Sweet treat: Still Life with Donuts packs the house
Breathe it out slowly as befits the holy mantra it has become: Belll-mont.
In Charlottesville it's the current equivalent of "Open Sesame." Everything having to do with that little formerly blue-collar part of town across the tracks seems to turn to gold.
And the April 23 premiere of Still Life with Donuts– Natural History of a Neighborhood was no exception. When two hundred enthusiastic filmgoers– 48 of them donut-stuffed, courtesy of you-know-who– packed the Vinegar Hill Theater to revel in the history of Belmont, it was clear that one showing wouldn't be enough.
The Vinegar Hill management is therefore opening the theater for a matinee Saturday, May 3, at 2pm. The show will be projected directly from a Digital Master tape, which should provide better sound than was available at the first run-through.

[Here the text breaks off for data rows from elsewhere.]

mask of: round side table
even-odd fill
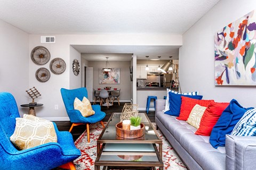
[[[35,112],[35,107],[42,106],[43,105],[43,104],[38,103],[36,104],[36,105],[29,105],[29,104],[25,104],[25,105],[20,105],[20,106],[29,107],[29,110],[28,110],[28,114],[36,116],[36,112]]]

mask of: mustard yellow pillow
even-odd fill
[[[204,111],[206,108],[206,107],[202,106],[196,104],[194,106],[192,110],[191,110],[187,122],[196,129],[198,129],[202,116],[204,114]]]
[[[52,122],[38,122],[16,118],[16,126],[11,141],[20,150],[49,142],[57,142],[57,135]]]
[[[82,101],[76,97],[74,102],[74,108],[80,111],[84,117],[88,117],[95,114],[91,103],[85,97],[84,97]]]

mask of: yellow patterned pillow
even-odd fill
[[[20,150],[49,142],[57,142],[57,135],[52,122],[38,122],[16,118],[16,126],[11,141]]]
[[[196,129],[198,129],[202,116],[206,108],[206,107],[196,104],[191,110],[187,122]]]
[[[74,108],[80,111],[84,117],[88,117],[95,114],[91,103],[85,97],[84,97],[82,101],[76,97],[74,102]]]

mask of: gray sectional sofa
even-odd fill
[[[210,137],[194,134],[196,129],[186,121],[163,112],[165,100],[156,103],[157,126],[188,169],[256,169],[256,137],[226,135],[225,147],[214,149]]]

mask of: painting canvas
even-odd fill
[[[215,85],[256,85],[255,12],[250,12],[215,34]]]
[[[100,69],[100,84],[120,84],[120,69],[112,69],[110,71],[105,71]]]

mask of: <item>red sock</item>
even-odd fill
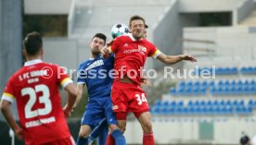
[[[116,145],[115,139],[110,134],[107,137],[106,145]]]
[[[153,133],[143,134],[143,145],[155,145]]]

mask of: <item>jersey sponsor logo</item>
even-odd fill
[[[49,124],[49,123],[53,123],[56,122],[56,118],[54,116],[48,117],[48,118],[44,118],[44,119],[39,119],[39,120],[33,120],[33,121],[30,121],[27,122],[25,124],[26,127],[37,127],[37,126],[41,126],[43,124]]]
[[[50,68],[51,69],[51,68]],[[19,76],[19,81],[23,79],[29,79],[35,77],[49,77],[51,76],[51,72],[49,69],[42,69],[42,70],[33,70],[30,72],[23,73]]]
[[[141,45],[138,45],[138,49],[141,50],[141,51],[143,51],[143,52],[145,52],[145,53],[147,52],[147,48],[143,47]]]
[[[114,105],[112,109],[117,110],[118,108],[119,108],[118,105]]]
[[[138,49],[130,49],[130,50],[124,50],[123,54],[130,54],[130,53],[136,53],[139,52]]]
[[[85,71],[103,65],[104,65],[104,62],[102,59],[95,61],[93,64],[91,64],[88,67],[85,68]]]
[[[147,53],[147,48],[141,45],[138,45],[137,49],[129,49],[129,50],[123,51],[123,54],[130,54],[130,53],[140,53],[141,54],[145,55],[145,53]]]

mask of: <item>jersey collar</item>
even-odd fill
[[[24,66],[32,66],[32,65],[39,64],[39,63],[42,63],[42,62],[43,61],[41,59],[33,59],[33,60],[25,62]]]

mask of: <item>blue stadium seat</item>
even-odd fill
[[[207,102],[207,105],[208,105],[208,106],[211,106],[211,105],[212,105],[212,103],[211,103],[211,100],[209,100],[209,101]]]
[[[238,74],[238,69],[237,69],[237,67],[236,67],[236,66],[235,66],[235,67],[232,67],[232,68],[231,68],[231,72],[232,72],[233,75]]]
[[[176,95],[176,89],[175,88],[171,88],[169,92],[173,95]]]
[[[169,106],[169,102],[168,101],[162,101],[161,105],[162,106]]]
[[[175,108],[177,106],[176,102],[175,101],[171,102],[170,106],[173,107],[173,108]]]
[[[177,104],[178,107],[183,107],[183,105],[184,105],[183,101],[180,101],[180,102],[178,103],[178,104]]]
[[[160,114],[163,115],[168,115],[169,114],[168,107],[161,107],[160,111]]]
[[[225,105],[225,102],[224,102],[224,100],[222,100],[222,101],[220,102],[220,105],[224,106],[224,105]]]
[[[156,102],[155,102],[155,105],[156,106],[160,106],[161,105],[161,100],[156,100]]]
[[[230,100],[227,100],[226,103],[225,103],[225,105],[226,105],[226,106],[231,106],[231,105],[232,105],[232,104],[231,104],[231,101],[230,101]]]
[[[188,101],[188,103],[187,103],[187,106],[193,106],[194,105],[194,103],[193,103],[193,101]]]
[[[204,81],[201,82],[201,87],[203,87],[203,86],[207,87],[207,85],[208,85],[208,83],[207,83],[206,80],[204,80]]]

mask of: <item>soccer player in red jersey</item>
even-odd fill
[[[4,91],[1,100],[4,116],[26,145],[74,144],[65,119],[70,117],[77,95],[72,80],[58,66],[42,61],[43,41],[38,32],[26,36],[22,51],[27,62],[10,77]],[[58,86],[69,93],[63,109]],[[14,100],[21,127],[11,112]]]
[[[164,64],[173,65],[182,60],[196,62],[188,54],[166,55],[153,43],[145,39],[145,19],[133,16],[129,21],[131,34],[116,38],[109,48],[102,50],[107,57],[115,53],[114,69],[118,75],[111,90],[111,100],[121,130],[124,132],[126,115],[132,111],[143,129],[143,145],[154,145],[154,136],[146,92],[140,88],[141,70],[147,56],[154,57]]]

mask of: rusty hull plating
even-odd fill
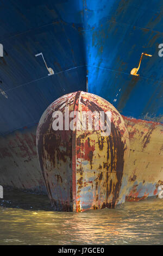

If you can't make the show this weekend, filmmakers Mark Edwards and Mary Michaud anticipate releasing a DVD in June with additional footage, photography, and maps.
Q&A BOX WITHIN BOX
People who didn't know Belmont existed until Mas opened have flooded The Hook offices with questions after seeing the film. Herewith the answers to some of the more pressing queries, courtesy of Mark Edwards:
Q: Just what is Belmont, anyway?
A: The actual physical area that comprises Belmont is generally considered to be the area bounded by Sixth Street on the west and the CSX tracks on the north, with Moore's Creek as south and east borders. Some people stretch it a little to include the coal tower even though it's on the wrong side of the tracks.
Q: What's the origin of the name Hogwaller?
A: Some people say it's a word copped from a Hee-Haw episode. Jamie Dyer, a founding member of the Hogwaller Ramblers, thinks that it has something to do with the mud flats that used to be Carlton Addition– Meade Avenue and west down to Moore's Creek. There used to be a farm there. Now the stockyards are down there and might also have something to do with the name.
Q: What's the story on Spudnuts?
A: It was originally part of a national franchise, and there are still a few official Spudnuts shops on the West Coast. Other shops with the same name are scattered around the country. Mr. Richard Wingfield is the current owner of our local branch.
Q: Elvis. What's going on in his head?
A: James Roarke is the local man who impersonates Elvis. You'll have to ask him about the second question.